A: Sorry I took so long answering your question, but I got abducted by aliens and they didn't have Wi-Fi on the mothership. If you'll believe me, I'll believe youand forget that your question sounds like the script to a G-rated porno: You both strip down, get tied up and then the crooks leave and your mom comes in with a plate of cookies and a box-cutter.

It is possible that danger amped up your feelings of attraction. The intuitive explanation is that you bonded over a shared scary experience. It's hypothesized by researchers (but not yet well supported by evidence) that there's "misattribution of arousal": mistaking revved-up feelings from a scary situation for feelings of attraction. Anthropologist Helen Fisher speculates in Why We Love that "danger is novel to most of us" and "novelty elevates levels of dopamine-the chemical associated with romantic love."

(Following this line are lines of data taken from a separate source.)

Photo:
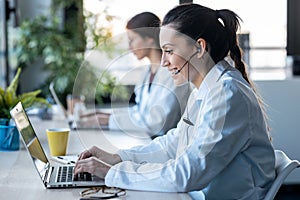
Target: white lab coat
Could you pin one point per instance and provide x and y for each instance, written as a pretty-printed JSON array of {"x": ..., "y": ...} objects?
[
  {"x": 157, "y": 110},
  {"x": 225, "y": 155}
]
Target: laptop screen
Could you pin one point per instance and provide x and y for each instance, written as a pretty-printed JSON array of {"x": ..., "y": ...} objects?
[{"x": 30, "y": 139}]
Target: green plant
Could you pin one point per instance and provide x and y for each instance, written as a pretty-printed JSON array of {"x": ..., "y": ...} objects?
[
  {"x": 62, "y": 54},
  {"x": 9, "y": 97}
]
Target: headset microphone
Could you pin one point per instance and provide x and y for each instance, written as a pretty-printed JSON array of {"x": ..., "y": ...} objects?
[
  {"x": 179, "y": 70},
  {"x": 187, "y": 119}
]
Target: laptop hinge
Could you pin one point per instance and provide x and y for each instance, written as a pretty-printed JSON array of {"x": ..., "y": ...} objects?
[{"x": 48, "y": 173}]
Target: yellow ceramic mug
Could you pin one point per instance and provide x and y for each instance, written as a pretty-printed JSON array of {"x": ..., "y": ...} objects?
[{"x": 58, "y": 140}]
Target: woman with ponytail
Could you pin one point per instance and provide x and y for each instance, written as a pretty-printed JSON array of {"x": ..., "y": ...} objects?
[{"x": 220, "y": 148}]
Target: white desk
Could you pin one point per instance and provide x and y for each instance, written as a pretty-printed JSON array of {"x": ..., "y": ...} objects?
[{"x": 19, "y": 179}]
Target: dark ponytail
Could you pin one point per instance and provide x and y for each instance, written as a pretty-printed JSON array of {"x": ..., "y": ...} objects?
[
  {"x": 217, "y": 27},
  {"x": 231, "y": 24}
]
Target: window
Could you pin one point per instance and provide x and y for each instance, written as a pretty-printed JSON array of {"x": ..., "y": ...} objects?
[
  {"x": 263, "y": 28},
  {"x": 265, "y": 22}
]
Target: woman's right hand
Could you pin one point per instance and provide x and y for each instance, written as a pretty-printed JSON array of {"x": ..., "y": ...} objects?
[{"x": 94, "y": 151}]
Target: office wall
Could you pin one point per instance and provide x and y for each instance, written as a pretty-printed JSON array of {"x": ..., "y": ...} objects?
[
  {"x": 33, "y": 75},
  {"x": 283, "y": 107}
]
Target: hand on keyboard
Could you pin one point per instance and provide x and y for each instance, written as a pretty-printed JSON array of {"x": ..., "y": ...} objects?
[{"x": 84, "y": 176}]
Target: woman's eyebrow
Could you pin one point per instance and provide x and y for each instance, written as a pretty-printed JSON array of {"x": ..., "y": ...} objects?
[{"x": 167, "y": 44}]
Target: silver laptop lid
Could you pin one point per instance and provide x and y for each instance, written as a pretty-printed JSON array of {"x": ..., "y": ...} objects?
[{"x": 30, "y": 140}]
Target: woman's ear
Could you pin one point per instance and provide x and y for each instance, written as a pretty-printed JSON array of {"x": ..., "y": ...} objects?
[{"x": 150, "y": 42}]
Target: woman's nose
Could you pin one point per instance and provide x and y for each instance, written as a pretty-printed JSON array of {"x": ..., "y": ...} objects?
[{"x": 164, "y": 63}]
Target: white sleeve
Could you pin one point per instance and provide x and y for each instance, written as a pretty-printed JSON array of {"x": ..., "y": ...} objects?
[
  {"x": 159, "y": 150},
  {"x": 209, "y": 152},
  {"x": 157, "y": 112}
]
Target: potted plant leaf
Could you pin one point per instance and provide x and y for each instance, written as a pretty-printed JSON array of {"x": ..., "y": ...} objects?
[{"x": 9, "y": 135}]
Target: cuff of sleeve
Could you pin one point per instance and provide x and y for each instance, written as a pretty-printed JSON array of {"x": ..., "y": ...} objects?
[{"x": 124, "y": 156}]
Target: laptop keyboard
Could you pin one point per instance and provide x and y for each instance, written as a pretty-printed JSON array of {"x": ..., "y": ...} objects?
[{"x": 65, "y": 174}]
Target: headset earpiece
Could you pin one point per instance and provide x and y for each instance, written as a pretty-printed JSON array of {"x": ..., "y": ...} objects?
[{"x": 199, "y": 49}]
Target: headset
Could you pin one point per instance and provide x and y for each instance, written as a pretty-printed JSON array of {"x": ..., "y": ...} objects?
[
  {"x": 187, "y": 119},
  {"x": 179, "y": 70}
]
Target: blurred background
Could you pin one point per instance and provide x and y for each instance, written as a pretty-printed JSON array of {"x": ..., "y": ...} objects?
[{"x": 63, "y": 40}]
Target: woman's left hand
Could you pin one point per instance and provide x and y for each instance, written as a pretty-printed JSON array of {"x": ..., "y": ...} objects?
[{"x": 92, "y": 165}]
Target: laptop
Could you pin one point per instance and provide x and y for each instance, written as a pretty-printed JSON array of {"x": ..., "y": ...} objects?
[
  {"x": 83, "y": 122},
  {"x": 52, "y": 176}
]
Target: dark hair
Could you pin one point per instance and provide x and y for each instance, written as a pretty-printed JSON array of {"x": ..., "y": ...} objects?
[
  {"x": 146, "y": 24},
  {"x": 217, "y": 27}
]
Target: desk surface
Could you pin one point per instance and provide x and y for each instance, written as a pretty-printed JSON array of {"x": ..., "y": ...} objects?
[{"x": 19, "y": 179}]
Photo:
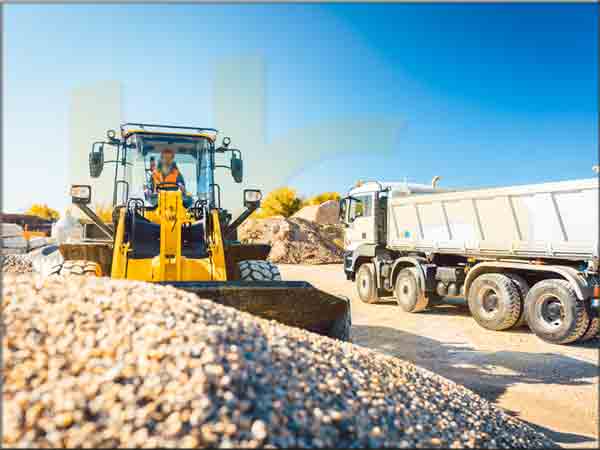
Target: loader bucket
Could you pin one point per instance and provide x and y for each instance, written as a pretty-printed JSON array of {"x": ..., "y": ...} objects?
[{"x": 293, "y": 303}]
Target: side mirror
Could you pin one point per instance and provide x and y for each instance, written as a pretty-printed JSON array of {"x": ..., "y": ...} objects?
[
  {"x": 81, "y": 194},
  {"x": 252, "y": 198},
  {"x": 342, "y": 211},
  {"x": 96, "y": 161},
  {"x": 237, "y": 167}
]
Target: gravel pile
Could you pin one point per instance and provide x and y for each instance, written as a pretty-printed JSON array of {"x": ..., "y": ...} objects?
[
  {"x": 16, "y": 263},
  {"x": 89, "y": 361}
]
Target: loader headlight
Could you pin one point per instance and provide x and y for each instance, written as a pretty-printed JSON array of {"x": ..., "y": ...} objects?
[
  {"x": 252, "y": 198},
  {"x": 81, "y": 194}
]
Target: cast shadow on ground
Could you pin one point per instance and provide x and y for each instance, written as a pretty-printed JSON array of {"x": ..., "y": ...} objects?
[{"x": 489, "y": 374}]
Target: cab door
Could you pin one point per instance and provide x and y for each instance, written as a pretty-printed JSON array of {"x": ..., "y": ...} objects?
[{"x": 360, "y": 221}]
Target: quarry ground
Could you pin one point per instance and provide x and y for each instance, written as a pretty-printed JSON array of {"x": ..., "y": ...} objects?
[{"x": 552, "y": 387}]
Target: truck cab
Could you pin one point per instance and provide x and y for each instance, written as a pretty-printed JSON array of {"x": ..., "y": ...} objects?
[{"x": 364, "y": 213}]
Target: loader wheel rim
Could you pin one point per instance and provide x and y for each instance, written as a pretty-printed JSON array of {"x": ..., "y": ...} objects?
[{"x": 552, "y": 311}]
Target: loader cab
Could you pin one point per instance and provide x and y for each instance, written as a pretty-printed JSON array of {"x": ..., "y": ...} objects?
[{"x": 192, "y": 160}]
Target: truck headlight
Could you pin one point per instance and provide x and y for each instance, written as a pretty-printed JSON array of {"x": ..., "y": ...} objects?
[
  {"x": 252, "y": 198},
  {"x": 81, "y": 194}
]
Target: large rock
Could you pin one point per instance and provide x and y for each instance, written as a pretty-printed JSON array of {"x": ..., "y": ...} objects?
[
  {"x": 295, "y": 240},
  {"x": 327, "y": 213}
]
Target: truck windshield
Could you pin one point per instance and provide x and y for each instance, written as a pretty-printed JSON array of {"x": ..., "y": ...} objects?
[
  {"x": 191, "y": 157},
  {"x": 360, "y": 206}
]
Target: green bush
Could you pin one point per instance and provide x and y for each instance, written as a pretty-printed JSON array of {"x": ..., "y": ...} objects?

You can make your feelings known to this girl, but you for sure shouldn't make an announcement. Proclaiming your interest will not only be embarrassing for both of you, she's sure to tell you what you already know-that she has a boyfriend-and leave it at that. Instead, take her out for drinks and try to kiss her afterward. She can always turn you down, and you can always blame it on the alcohol and go back to being study buddies. Act like it isn't a big deal, and it shouldn't be (avoid the temptation to lean over your textbook and ask, "Get tied up here often?").

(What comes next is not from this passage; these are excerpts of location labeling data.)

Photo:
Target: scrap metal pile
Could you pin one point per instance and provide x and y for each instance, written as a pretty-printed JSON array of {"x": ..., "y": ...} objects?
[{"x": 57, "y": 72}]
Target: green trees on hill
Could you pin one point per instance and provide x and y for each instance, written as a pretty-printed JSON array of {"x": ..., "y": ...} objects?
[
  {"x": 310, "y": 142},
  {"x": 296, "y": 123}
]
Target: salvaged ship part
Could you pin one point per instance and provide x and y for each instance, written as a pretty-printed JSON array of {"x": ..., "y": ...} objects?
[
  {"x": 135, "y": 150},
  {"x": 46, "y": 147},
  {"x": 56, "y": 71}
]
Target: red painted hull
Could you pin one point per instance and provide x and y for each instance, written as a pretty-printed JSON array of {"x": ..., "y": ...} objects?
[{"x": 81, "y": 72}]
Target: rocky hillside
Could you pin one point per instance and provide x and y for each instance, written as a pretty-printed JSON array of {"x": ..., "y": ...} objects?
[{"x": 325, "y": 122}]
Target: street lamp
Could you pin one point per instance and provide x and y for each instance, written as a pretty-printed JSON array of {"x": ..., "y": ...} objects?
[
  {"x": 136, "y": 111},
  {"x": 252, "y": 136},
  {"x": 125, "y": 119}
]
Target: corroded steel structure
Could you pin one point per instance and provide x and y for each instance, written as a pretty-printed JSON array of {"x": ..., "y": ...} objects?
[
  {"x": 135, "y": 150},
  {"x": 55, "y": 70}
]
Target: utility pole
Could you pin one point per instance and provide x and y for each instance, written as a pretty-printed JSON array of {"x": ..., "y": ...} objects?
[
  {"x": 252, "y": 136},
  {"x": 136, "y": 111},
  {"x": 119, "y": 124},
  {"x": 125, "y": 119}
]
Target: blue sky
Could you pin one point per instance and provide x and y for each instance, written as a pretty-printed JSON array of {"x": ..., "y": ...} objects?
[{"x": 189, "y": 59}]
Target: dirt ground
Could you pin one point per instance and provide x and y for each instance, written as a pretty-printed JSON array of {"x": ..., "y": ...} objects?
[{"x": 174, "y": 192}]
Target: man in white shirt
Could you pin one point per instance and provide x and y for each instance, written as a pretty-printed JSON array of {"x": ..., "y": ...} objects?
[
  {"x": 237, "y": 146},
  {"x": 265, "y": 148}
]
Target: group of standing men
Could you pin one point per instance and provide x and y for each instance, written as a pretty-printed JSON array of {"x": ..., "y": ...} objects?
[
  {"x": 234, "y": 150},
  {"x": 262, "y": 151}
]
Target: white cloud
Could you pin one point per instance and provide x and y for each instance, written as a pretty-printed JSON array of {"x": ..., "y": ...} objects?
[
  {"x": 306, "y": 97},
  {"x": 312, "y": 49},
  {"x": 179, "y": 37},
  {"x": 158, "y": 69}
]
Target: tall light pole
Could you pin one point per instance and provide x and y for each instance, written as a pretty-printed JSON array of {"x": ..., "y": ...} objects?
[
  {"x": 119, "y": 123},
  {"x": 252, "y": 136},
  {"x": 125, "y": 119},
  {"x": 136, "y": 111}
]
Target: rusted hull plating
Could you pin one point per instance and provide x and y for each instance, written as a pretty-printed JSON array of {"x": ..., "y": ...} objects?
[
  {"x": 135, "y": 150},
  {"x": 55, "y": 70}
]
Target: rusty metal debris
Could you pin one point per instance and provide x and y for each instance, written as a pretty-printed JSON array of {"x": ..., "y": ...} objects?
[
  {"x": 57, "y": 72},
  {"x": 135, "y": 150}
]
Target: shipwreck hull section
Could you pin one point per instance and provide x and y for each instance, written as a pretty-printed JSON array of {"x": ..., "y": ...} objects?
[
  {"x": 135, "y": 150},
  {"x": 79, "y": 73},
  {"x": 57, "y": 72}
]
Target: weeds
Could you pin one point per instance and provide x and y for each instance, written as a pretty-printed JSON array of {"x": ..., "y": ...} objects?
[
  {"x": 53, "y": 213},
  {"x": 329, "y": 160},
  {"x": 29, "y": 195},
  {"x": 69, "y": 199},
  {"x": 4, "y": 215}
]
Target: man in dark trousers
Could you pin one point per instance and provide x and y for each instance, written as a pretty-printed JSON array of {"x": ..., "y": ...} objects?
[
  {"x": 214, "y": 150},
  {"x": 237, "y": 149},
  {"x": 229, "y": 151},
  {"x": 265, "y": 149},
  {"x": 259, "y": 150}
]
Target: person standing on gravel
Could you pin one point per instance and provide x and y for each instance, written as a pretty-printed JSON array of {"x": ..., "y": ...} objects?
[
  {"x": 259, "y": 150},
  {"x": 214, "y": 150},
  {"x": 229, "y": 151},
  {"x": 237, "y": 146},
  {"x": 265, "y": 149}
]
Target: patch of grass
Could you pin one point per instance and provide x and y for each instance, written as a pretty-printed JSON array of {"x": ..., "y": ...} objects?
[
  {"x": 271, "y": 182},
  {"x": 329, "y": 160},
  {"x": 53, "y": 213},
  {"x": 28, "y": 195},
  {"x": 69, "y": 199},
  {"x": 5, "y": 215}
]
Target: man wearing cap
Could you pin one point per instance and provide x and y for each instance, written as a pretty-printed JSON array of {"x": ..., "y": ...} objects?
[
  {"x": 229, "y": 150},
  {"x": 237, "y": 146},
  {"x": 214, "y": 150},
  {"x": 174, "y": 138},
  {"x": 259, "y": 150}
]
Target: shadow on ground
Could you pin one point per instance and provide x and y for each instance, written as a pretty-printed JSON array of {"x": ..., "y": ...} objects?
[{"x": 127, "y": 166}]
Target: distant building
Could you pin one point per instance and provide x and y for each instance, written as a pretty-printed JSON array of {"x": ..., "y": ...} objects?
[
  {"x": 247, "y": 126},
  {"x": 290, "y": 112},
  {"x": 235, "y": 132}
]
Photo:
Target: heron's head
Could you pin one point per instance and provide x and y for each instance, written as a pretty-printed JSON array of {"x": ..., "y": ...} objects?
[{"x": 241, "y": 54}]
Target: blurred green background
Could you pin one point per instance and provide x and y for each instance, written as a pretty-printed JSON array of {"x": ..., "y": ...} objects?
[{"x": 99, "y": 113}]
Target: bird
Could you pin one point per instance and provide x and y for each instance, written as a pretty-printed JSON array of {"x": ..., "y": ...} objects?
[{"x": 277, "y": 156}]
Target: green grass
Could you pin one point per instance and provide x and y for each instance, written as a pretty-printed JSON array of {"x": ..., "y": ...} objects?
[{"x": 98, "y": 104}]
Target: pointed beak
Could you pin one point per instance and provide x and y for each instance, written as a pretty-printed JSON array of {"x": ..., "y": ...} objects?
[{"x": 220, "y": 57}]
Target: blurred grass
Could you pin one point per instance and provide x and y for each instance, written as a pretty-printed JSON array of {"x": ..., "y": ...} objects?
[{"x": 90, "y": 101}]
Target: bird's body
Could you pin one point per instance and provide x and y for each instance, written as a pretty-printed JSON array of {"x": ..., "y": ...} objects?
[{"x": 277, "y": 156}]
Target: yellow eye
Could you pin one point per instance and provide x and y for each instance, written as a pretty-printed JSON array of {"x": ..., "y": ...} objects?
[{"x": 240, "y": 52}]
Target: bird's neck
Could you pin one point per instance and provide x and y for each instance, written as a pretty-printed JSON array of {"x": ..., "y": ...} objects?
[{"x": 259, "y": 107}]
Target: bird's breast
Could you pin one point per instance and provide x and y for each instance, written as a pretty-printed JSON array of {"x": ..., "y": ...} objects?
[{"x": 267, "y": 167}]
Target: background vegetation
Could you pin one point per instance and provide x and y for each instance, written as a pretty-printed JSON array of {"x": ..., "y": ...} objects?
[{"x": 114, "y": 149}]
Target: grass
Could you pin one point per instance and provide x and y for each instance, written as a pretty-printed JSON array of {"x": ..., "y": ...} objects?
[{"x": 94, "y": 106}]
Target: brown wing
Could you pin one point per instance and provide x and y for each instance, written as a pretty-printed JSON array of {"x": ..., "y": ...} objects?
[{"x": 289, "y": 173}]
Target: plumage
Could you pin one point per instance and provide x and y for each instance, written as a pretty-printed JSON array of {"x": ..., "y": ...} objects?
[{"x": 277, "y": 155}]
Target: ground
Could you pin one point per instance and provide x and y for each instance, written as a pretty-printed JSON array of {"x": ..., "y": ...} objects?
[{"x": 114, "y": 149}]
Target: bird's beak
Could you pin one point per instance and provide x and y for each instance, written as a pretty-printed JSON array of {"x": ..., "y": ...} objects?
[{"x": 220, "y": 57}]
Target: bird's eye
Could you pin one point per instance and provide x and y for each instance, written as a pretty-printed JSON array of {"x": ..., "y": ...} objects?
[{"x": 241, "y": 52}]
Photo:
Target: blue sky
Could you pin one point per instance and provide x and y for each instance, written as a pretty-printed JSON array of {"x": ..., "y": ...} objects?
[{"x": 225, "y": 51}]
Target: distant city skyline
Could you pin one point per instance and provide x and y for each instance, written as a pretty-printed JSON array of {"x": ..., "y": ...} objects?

Then again, if she likes kissing you, she might end up "confused" about her relationship-which is the gateway drug to maybe ending it and seeing if there's anything "legitimate" with you. If girlfriend-poaching is against your principles, you could say something to her-not in some big pronouncement-type way, but with an offhand remark: "Hey, if you ever ditch that boyfriend of yours, I'd love to take you out for dinner and a mugging."

Q: I've been dating a woman for three months, but told her that I don't ever see getting serious with her. Initially, she seemed fine with keeping things casual, but lately, she's been teasing me, asking how long we have to date before I change my Facebook relationship status from "single" to "in a relationship." Hers says "single," but I get the feeling that if I changed mine, she'd change hers pronto. - Socially Networked

A: This friend of a friend of a friend "friended" me on Facebook. OK, fine, I friended him back. A few days later, barely awake, I signed on Facebook to the announcement "Josh Fakename is in an open relationship." Don't know the guy, never met the guy, but at least I don't have to wonder whether he's having sex with multiple partners.

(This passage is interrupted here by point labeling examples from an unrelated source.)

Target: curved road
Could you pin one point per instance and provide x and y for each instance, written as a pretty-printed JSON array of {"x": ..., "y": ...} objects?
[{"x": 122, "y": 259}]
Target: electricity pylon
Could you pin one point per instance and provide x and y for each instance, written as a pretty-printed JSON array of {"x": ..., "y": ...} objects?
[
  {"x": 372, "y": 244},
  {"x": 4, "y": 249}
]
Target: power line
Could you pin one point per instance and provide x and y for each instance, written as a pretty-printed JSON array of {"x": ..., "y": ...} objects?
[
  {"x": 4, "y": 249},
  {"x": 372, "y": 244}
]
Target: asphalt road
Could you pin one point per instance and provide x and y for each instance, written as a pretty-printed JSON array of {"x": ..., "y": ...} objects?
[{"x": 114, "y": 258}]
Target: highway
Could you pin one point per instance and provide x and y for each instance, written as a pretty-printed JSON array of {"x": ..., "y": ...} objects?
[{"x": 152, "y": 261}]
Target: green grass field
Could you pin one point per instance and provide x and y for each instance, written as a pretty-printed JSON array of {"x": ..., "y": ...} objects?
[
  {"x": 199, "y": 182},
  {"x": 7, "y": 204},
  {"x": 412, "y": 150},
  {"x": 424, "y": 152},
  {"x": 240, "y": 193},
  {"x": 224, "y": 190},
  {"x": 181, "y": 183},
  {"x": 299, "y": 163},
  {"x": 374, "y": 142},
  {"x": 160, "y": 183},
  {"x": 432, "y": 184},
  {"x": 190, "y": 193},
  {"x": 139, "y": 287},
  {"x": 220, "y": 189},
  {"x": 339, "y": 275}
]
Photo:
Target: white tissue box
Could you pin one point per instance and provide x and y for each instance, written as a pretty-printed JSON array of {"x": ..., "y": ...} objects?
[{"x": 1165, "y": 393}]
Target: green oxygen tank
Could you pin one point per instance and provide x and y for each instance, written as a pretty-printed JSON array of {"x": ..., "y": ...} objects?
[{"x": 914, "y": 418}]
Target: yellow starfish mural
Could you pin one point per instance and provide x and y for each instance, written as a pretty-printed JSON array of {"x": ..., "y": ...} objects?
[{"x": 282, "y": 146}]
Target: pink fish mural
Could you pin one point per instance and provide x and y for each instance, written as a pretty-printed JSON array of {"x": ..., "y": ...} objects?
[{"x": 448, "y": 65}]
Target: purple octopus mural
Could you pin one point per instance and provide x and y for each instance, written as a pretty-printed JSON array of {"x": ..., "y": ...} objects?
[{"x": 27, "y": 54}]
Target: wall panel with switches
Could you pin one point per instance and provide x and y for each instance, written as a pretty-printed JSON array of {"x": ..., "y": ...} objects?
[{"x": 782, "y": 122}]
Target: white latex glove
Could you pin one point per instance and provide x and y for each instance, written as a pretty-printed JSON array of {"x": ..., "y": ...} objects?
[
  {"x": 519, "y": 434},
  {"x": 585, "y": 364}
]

Welcome to the Too Much Information Age. People sign up for Facebook or start blogging and tweeting without giving much thought to what their personal privacy policy will be. Because a button exists for them to give out information, they go ahead and do it. But this isn't the doctor's office, where keeping secrets can cause death or other serious side effects. Facebook is a cesspool of ill-advised revelations, with some privacy settings, and just like in an arrest, you have the right to remain silent, and should probably use it more often than not.

You've already informed your, uh, insignificant other of your relationship status. If your feelings are unlikely to change, gently make that known so she doesn't hang around nursing false hope. While you're at it, you might change your relationship status on Facebook to the default not yet filled out. In the future, you can provide it on a need-to-know basis, like when the dinner party host wonders if there's a plus-one, and when you're ordering at Starbucks: "I'll have a tall Americano and my life partner here will have a grande mocha with whip."